When you studied rotation about a fixed axis, you learned that angular velocity ω describes how fast a body is spinning and angular acceleration α describes how that spin is changing. The key insight extending this to a full rigid body is that every point in the body shares the same ω and α — that is precisely what makes it *rigid*. The body rotates as one piece; no point can spin faster than another.
Yet even though ω is the same for all points, the *linear* velocity varies dramatically with distance from the axis. A point at radius r has speed v = ωr; a point twice as far from the axis moves twice as fast. This is why the tip of a helicopter rotor blade moves near the speed of sound while its root barely moves at all.

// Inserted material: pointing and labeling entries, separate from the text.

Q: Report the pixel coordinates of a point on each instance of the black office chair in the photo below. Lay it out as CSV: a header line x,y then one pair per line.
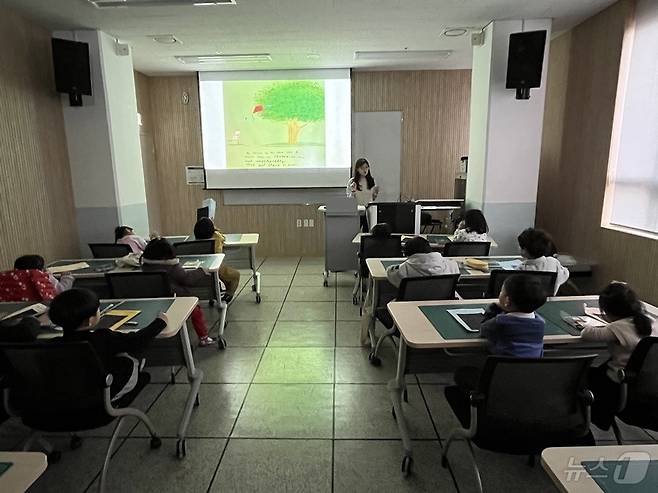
x,y
638,403
196,247
497,278
109,250
139,285
524,405
374,247
430,288
63,387
466,249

Similarly, the tangential acceleration (due to changing speed) is aₜ = αr, and the centripetal (normal) acceleration pointing toward the axis is aₙ = ω²r. These two acceleration components are perpendicular: aₜ changes the speed, aₙ changes the direction of velocity. Both grow with radius, so points far from the axis experience much larger total accelerations.

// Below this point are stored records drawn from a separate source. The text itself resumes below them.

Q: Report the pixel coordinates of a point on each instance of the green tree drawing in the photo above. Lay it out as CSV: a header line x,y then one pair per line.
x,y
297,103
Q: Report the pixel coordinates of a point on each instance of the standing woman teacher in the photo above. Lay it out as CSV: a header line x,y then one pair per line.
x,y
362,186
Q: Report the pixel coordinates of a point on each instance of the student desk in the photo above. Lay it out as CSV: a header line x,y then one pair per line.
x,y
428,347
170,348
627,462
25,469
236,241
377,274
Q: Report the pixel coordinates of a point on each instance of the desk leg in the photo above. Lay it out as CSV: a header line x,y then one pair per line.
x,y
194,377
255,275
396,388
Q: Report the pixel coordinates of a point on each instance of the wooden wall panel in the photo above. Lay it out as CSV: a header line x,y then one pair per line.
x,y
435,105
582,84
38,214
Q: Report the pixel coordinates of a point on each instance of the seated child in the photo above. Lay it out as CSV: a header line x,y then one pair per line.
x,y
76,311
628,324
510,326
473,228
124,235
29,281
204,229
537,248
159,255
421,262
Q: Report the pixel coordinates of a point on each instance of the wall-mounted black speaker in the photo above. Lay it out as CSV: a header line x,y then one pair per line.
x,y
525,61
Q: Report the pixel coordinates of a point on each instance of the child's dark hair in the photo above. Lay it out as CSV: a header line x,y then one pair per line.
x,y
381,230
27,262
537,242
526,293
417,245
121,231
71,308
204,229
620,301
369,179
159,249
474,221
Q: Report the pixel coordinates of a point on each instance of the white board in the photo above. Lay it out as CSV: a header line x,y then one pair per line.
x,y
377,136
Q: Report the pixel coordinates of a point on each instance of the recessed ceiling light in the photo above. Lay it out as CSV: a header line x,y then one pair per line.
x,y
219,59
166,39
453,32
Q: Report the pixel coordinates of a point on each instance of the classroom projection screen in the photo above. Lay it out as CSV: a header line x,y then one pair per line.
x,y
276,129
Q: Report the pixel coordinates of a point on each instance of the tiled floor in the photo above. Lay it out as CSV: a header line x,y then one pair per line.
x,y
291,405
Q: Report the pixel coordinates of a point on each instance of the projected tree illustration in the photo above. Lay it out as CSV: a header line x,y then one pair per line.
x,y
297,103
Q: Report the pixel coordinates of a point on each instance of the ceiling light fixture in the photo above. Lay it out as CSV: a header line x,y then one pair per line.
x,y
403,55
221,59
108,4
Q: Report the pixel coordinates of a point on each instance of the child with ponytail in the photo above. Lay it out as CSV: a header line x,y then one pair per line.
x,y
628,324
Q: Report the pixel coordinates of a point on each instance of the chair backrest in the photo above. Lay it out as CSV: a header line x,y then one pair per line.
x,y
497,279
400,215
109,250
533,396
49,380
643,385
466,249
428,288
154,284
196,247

The angular quantities ω and α behave exactly like their linear counterparts v and a, just mapped to rotation. The kinematic equations for constant angular acceleration are direct analogues of the constant-acceleration linear equations: θ = θ₀ + ω₀t + ½αt² mirrors x = x₀ + v₀t + ½at², and ω² = ω₀² + 2αΔθ mirrors v² = v₀² + 2aΔx. This analogy is not coincidental — both sets of equations come from the same calculus of integration under constant derivatives.

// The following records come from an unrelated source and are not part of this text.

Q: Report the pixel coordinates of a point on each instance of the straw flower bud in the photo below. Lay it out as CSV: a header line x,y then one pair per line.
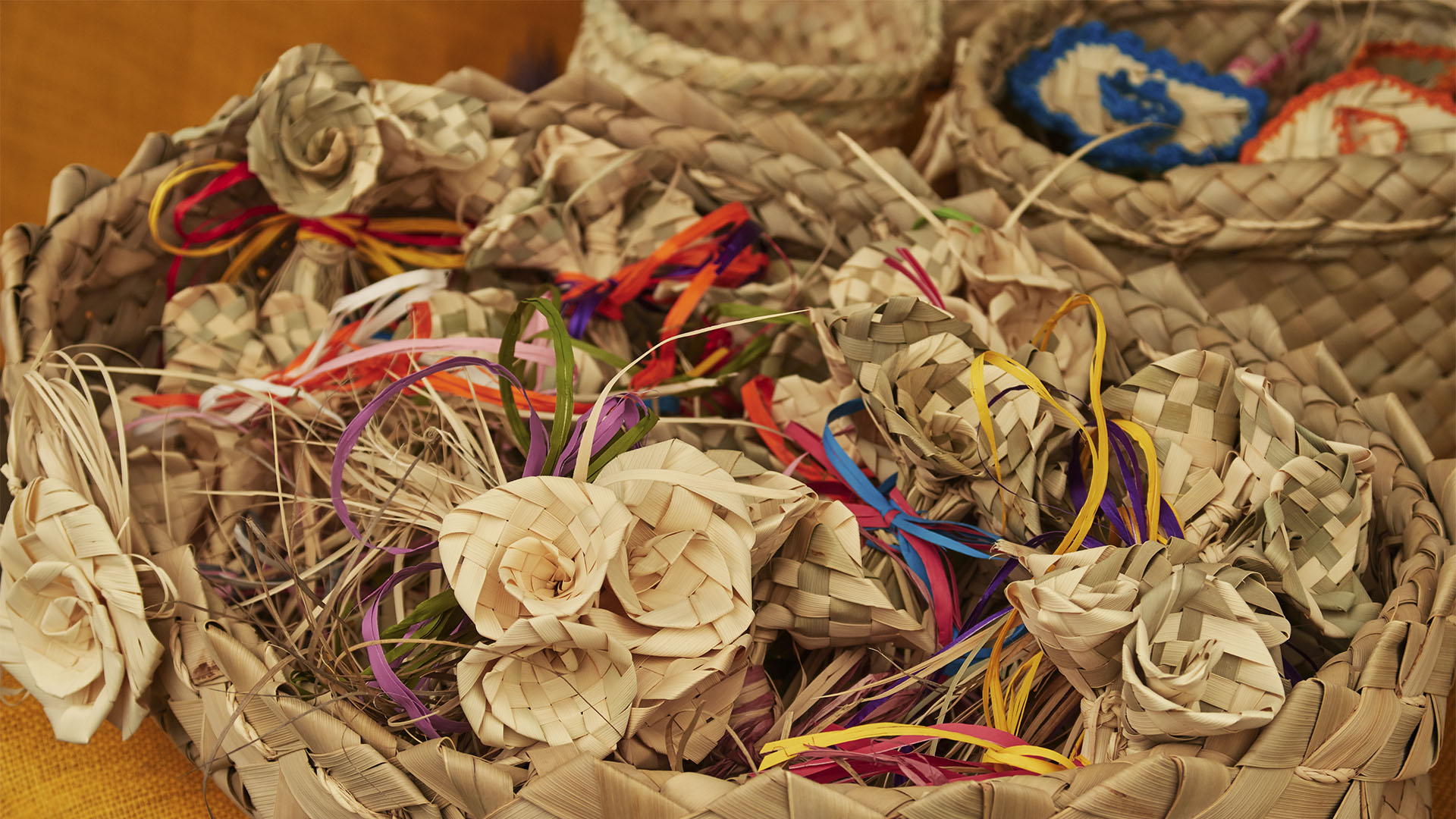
x,y
73,629
680,586
549,682
683,703
315,143
533,547
1199,661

Understanding these kinematics sets up the dynamics: torque, moment of inertia, and the rotational form of Newton's second law (τ = Iα) are the rotational equivalents of force, mass, and F = ma. The relationship v = ωr also connects the translational and rotational energy of rolling objects, and it underpins how gears, pulleys, and transmissions convert between torques and speeds. Any time you need to relate linear motion of a point to the rotation of the body it belongs to, v = ωr and aₜ = αr are your starting equations.